P204 Parash 49 Ki Tetze (When you go out) D’varim/Deuteronomy 21:10 -25:19
Synopsis –
Seventy-four of the Torah's 613 commandments (mitzvot) are in the Parshah of Ki
Teitzei. These include the laws of the beautiful captive, the inheritance
rights of the first-born, the wayward and rebellious son, burial and
dignity of the dead, the returning of a lost object, sending away the
mother bird before taking her young, the duty to erect a safety fence
around the roof of one's home, and the various forms of kilayim
(forbidden plant and animal hybrids).
Also recounted are the judicial procedures and penalties for
adultery, for the rape or seduction of an unmarried girl, and for a husband who
falsely accuses his wife of infidelity. The following cannot marry
a person of Jewish lineage: a bastard, a male of Moabite or Ammonite
descent, a first- or second-generation Edomite or Egyptian.
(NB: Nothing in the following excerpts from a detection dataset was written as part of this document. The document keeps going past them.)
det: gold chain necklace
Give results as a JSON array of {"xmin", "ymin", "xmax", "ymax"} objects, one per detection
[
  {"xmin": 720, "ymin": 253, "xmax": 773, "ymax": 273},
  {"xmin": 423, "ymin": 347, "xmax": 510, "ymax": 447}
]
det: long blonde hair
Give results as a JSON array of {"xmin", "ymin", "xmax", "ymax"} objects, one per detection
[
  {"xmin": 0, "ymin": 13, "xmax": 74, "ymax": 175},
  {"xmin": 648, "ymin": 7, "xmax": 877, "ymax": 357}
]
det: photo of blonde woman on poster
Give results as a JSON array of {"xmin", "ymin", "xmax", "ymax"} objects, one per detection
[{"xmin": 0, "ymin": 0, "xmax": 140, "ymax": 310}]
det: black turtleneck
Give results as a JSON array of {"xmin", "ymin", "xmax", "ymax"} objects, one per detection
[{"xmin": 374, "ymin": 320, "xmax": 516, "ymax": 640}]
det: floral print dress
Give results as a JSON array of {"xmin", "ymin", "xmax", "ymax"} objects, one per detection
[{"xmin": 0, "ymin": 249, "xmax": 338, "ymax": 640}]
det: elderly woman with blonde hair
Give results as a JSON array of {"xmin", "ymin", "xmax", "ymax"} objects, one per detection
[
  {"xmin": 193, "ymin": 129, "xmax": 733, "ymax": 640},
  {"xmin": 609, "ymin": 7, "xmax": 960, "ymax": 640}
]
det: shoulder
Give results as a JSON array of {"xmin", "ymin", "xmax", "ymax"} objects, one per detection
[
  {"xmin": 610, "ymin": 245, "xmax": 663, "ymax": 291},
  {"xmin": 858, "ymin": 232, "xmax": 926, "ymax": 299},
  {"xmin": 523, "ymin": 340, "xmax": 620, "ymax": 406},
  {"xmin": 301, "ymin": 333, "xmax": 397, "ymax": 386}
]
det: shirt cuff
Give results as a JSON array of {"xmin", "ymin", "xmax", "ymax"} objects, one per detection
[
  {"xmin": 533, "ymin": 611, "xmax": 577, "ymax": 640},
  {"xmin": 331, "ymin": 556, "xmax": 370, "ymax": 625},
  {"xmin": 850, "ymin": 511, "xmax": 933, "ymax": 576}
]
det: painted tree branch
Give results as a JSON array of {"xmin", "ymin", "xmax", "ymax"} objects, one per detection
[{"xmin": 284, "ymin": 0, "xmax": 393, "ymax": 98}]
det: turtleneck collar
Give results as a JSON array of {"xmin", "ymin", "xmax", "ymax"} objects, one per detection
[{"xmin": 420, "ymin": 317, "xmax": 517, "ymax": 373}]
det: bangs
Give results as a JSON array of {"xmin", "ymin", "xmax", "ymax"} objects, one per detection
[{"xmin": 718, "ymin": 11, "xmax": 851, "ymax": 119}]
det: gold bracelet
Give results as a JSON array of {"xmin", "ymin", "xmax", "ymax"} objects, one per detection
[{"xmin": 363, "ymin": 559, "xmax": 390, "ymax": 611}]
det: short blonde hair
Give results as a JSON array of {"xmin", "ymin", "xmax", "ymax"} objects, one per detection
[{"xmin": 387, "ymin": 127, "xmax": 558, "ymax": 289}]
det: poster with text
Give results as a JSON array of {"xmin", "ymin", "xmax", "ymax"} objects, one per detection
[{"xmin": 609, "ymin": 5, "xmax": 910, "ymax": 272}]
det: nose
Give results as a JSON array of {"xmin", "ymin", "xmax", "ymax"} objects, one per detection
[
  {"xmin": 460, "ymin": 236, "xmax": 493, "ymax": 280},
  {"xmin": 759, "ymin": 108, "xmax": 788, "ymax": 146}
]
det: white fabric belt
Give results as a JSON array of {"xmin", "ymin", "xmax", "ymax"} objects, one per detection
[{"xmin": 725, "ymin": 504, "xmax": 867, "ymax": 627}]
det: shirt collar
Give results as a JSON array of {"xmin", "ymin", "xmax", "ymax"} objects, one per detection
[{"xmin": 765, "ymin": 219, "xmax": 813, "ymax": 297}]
Our Parshah also includes laws governing the purity of the military
camp; the prohibition to turn in an escaped slave; the duty to pay a
worker on time and to allow anyone working for you - man or animal - to "eat on
the job"; the proper treatment of a debtor and the prohibition against
charging interest on a loan; the laws of divorce (from which are
also derived many of the laws of marriage); the penalty of 39 lashes for
transgression of a Torah prohibition; and the procedures for yibbum ("levirate
marriage") of the wife of a deceased childless brother or chalitzah ("removing
of the shoe") in the case that the brother-in-law does not wish to marry her.
Ki Teitzei concludes with the obligation to remember "what Amalek
did to you on the road, on your way out of Egypt."